Sunderland also studied the axon populations of peripheral nerves,
their responses to injury, and their subsequent degeneration or
regeneration. Again, these studies were mainly on human tissues.
In one study the atrophy of the endoneural tube distal to the
site of axonal injury was found to have little effect on the subsequent
regrowth of the axon into the denervated tissue. Similarly, it
was found that the atrophy of muscle fibres resulting from prior
denervation did not limit their subsequent reinnervation, even
when the period of denervation had extended over many months.
These studies did show clearly that the full restoration of muscle
function following interruption of its nerve supply depends on
much more than the simple re-establishment of neuromuscular continuity.

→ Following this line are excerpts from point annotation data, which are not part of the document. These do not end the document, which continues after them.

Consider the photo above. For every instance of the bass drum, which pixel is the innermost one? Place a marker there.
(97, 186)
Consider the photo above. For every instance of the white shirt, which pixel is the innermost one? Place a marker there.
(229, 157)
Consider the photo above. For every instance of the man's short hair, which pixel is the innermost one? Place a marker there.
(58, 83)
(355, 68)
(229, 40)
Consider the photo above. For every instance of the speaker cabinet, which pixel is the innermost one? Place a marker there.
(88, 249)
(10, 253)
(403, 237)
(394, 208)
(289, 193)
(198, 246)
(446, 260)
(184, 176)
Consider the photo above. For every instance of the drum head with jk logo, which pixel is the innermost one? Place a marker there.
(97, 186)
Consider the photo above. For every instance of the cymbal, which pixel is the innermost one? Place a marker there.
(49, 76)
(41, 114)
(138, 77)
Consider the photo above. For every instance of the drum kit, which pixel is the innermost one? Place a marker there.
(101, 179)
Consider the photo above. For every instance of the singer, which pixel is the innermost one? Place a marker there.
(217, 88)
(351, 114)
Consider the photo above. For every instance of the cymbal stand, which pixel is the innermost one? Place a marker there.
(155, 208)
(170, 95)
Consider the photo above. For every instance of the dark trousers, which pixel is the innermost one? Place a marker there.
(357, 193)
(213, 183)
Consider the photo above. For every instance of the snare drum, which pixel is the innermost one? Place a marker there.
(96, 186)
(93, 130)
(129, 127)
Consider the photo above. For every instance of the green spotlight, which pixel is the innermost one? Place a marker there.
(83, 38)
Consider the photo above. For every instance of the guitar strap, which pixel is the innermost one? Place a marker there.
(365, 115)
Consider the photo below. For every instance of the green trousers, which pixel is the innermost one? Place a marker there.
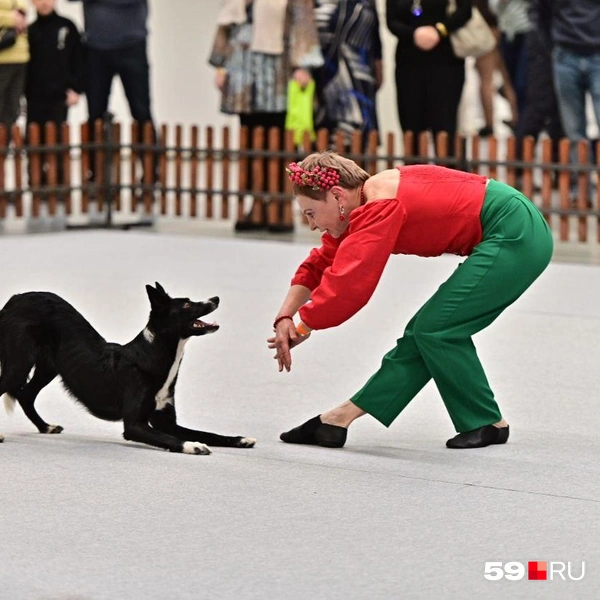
(516, 247)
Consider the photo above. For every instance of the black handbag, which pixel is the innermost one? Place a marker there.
(8, 37)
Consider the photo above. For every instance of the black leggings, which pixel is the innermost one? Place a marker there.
(428, 98)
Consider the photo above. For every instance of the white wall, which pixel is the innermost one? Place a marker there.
(181, 35)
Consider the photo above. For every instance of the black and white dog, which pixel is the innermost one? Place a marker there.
(134, 382)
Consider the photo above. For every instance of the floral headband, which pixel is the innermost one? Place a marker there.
(320, 178)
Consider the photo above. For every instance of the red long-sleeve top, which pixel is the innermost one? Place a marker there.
(436, 211)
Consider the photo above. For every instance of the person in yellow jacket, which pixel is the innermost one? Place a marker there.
(13, 60)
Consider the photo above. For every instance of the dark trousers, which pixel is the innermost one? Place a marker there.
(541, 108)
(132, 67)
(12, 85)
(428, 98)
(514, 53)
(42, 113)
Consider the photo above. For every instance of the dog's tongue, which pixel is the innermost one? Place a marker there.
(198, 324)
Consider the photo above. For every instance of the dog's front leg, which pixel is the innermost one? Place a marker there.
(165, 420)
(142, 432)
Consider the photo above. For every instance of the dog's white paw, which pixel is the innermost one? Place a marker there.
(54, 429)
(195, 448)
(246, 443)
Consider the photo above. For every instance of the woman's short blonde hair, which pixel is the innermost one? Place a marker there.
(351, 175)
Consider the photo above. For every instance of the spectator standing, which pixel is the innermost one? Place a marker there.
(487, 66)
(514, 23)
(429, 76)
(571, 29)
(541, 108)
(116, 35)
(115, 39)
(54, 71)
(258, 47)
(347, 84)
(13, 61)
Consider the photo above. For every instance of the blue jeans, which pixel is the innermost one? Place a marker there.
(575, 75)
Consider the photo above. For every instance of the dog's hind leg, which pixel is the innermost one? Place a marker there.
(142, 432)
(165, 420)
(44, 373)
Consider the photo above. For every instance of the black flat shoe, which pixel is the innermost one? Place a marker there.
(479, 438)
(317, 433)
(248, 225)
(280, 228)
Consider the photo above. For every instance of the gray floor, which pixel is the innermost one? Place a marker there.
(395, 514)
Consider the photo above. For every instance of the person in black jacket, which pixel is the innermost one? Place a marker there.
(429, 77)
(55, 70)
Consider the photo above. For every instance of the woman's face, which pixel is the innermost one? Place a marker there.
(324, 215)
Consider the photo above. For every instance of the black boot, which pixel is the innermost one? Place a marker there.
(479, 438)
(317, 433)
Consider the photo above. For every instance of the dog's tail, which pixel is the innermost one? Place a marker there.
(9, 403)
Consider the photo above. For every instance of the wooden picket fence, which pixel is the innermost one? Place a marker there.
(187, 173)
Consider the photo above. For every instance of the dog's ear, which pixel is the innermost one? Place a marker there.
(157, 296)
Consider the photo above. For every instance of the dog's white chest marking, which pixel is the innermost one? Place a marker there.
(164, 396)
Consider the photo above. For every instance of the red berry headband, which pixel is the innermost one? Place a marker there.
(320, 178)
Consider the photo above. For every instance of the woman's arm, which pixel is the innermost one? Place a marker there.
(286, 336)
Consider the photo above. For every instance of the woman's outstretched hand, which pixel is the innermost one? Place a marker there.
(286, 337)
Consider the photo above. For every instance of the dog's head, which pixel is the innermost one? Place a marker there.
(180, 315)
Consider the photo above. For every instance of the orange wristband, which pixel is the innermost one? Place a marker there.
(302, 329)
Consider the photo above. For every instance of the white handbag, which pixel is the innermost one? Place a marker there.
(475, 38)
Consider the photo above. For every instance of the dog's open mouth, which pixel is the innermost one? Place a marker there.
(205, 327)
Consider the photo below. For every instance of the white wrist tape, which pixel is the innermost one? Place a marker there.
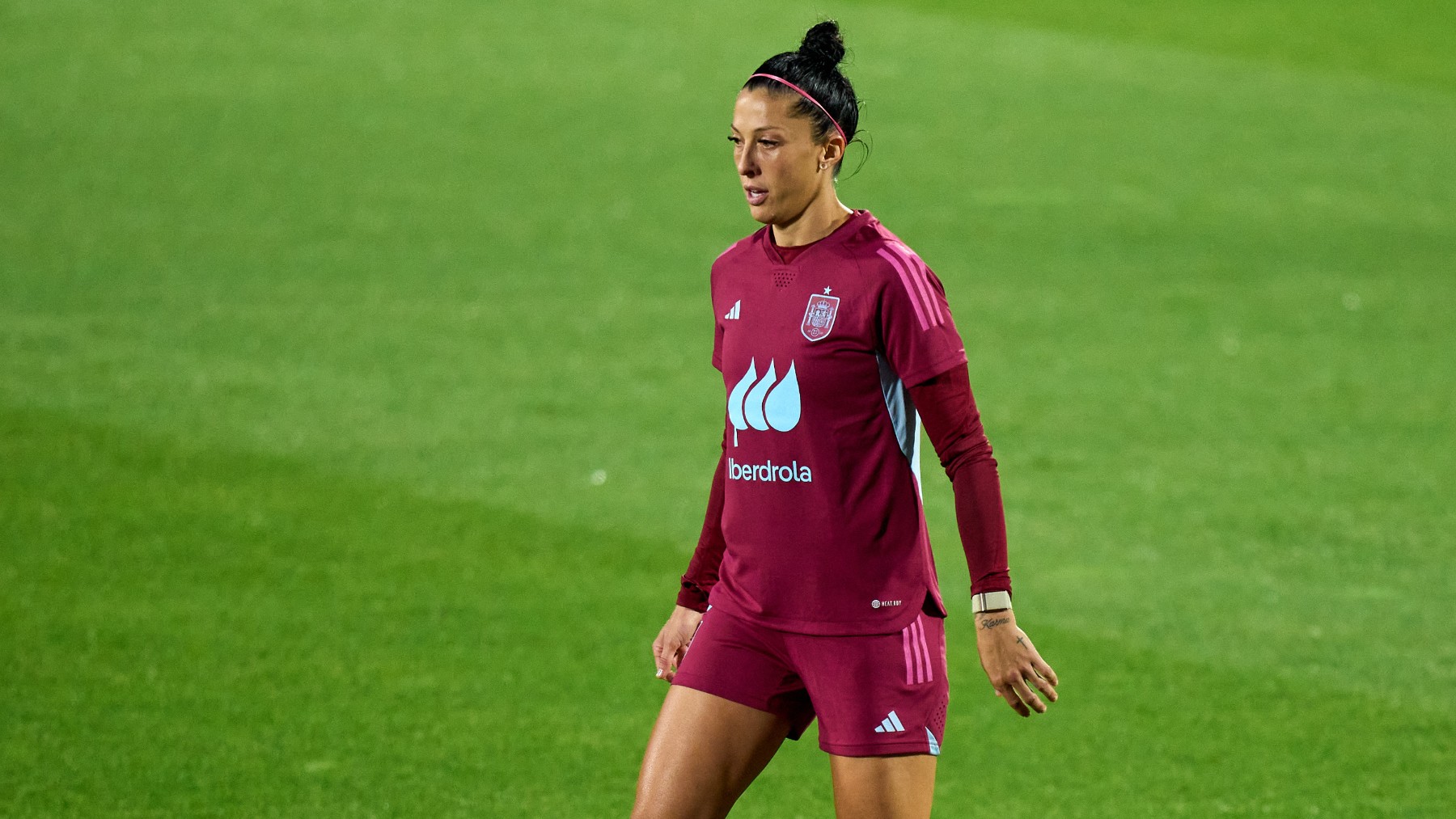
(989, 602)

The motoneuronal axons which make synaptic contact with the denervated
muscle fibres must originate from the appropriate motoneuronal
pools in the spinal cord, they must be sufficient in number, and
they must reinnervate a substantial fraction of the initially
denervated extrafusal muscle fibres. In addition, the innervation
and function of muscle spindles in these muscles must be re-established.
Comparable studies of cutaneous nerves emphasized the complexity
of sensory innervation and the myriad factors which determine
the recovery of cutaneous sensibility following nerve injury.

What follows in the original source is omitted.